See now am i the only one who sees these 2 rules as being at odds with each other, and not quite lining up, one would suggest you are constantly checking the game state for passive effects and triggering them the second you can, the other would suggest you follow out the entire line before then updating the game.

I put forward another theoretical issue

Cursed Dead

this card reads

When revealed : Put each copy of Cursed Dead in the discard pile into play in the staging area.

The rule book states (page 14)

If the encounter deck is ever empty during the quest phase, the encounter discard pile is shuffled and reset back into the encounter deck.

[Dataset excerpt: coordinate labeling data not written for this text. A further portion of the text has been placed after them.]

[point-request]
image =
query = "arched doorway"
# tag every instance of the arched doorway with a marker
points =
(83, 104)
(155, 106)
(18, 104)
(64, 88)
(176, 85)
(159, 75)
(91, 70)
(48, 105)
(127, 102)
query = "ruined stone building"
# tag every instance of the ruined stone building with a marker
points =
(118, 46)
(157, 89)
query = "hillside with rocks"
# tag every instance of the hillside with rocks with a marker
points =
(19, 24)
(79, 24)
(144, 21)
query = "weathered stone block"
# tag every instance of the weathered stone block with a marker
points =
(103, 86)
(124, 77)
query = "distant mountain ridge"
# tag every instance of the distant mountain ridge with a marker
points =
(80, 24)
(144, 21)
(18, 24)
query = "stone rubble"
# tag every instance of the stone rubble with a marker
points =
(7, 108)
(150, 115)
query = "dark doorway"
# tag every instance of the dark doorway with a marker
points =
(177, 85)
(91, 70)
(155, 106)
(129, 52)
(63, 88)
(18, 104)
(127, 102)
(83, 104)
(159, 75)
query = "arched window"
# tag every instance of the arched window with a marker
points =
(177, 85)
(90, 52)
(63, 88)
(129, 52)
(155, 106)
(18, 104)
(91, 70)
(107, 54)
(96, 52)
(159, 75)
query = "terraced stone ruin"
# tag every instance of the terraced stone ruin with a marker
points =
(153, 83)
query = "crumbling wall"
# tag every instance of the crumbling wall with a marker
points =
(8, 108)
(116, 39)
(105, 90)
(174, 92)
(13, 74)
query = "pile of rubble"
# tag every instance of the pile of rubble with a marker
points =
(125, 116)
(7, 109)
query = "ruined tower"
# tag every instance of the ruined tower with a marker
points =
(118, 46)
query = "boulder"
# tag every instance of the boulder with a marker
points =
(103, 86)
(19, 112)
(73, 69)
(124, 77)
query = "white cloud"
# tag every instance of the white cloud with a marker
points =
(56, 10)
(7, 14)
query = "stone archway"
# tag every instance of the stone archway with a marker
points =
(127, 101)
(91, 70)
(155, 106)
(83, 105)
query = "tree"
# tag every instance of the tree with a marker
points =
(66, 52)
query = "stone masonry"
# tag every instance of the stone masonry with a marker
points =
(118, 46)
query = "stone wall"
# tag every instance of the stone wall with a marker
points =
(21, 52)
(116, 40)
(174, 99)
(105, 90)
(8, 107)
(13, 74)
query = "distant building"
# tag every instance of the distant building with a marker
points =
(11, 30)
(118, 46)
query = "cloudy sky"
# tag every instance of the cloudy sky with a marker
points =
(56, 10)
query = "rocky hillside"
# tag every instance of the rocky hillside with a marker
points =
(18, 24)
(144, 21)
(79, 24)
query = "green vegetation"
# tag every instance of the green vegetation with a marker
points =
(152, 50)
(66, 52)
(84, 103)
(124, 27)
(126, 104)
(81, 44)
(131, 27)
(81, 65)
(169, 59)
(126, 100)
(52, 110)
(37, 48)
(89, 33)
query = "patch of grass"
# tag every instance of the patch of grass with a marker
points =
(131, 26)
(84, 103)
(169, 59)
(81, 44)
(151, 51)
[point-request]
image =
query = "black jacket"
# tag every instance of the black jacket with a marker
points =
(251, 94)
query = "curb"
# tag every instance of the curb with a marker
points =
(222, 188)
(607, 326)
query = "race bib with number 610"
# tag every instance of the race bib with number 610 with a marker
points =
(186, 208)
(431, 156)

So using the imrahil ruling we could have a window where the rule book effect triggers between "pulling the card off the top of the encounter deck" and "resolving the card" in this window if the cursed dead is the last card pulled you would shuffle the encounter deck meaning no cursed deads are returned as there is an empty discard pile, if however we do the whole action as one thing as has been suggested in the past you would return the cursed dead from the discard pile.

In the past i have always played this returning cursed deads to the staging area, these rulings now make me question this interperatation, any thoughts to clarify this, or am i missing something that makes all of this consistent with each other?

See now am i the only one who sees these 2 rules as being at odds with each other, and not quite lining up, one would suggest you are constantly checking the game state for passive effects and triggering them the second you can, the other would suggest you follow out the entire line before then updating the game.

I put forward another theoretical issue

Cursed Dead

this card reads

When revealed : Put each copy of Cursed Dead in the discard pile into play in the staging area.

The rule book states (page 14)

If the encounter deck is ever empty during the quest phase, the encounter discard pile is shuffled and reset back into the encounter deck.

So using the imrahil ruling we could have a window where the rule book effect triggers between "pulling the card off the top of the encounter deck" and "resolving the card" in this window if the cursed dead is the last card pulled you would shuffle the encounter deck meaning no cursed deads are returned as there is an empty discard pile, if however we do the whole action as one thing as has been suggested in the past you would return the cursed dead from the discard pile.

In the past i have always played this returning cursed deads to the staging area, these rulings now make me question this interperatation, any thoughts to clarify this, or am i missing something that makes all of this consistent with each other?

I do not disagree with you that the rulings may perhaps be at odds with each other. There may still be a difference though since the developers never provided a justification for the Quickbeam ruling.

Regarding your Cursed Dead example, the developers clarified that you resolve the staging of the encounter card before shuffling the encounter deck. So you would return all copies of Cursed Dead, then you would shuffle any remaining cards in the discard pile back into the deck.

Q: When I reveal the last card of the encounter deck, do I immediately reset the quest deck before resolving the staging of the revealed card?
A: No. Resolve the staging of the revealed card, including any ‘When Revealed’ effects, before resetting the quest deck, if able. If you are unable to completely
resolve the staging of the card because it instructs you to interact with the encounter deck in some manner, then reset the quest deck and finish resolving the effect.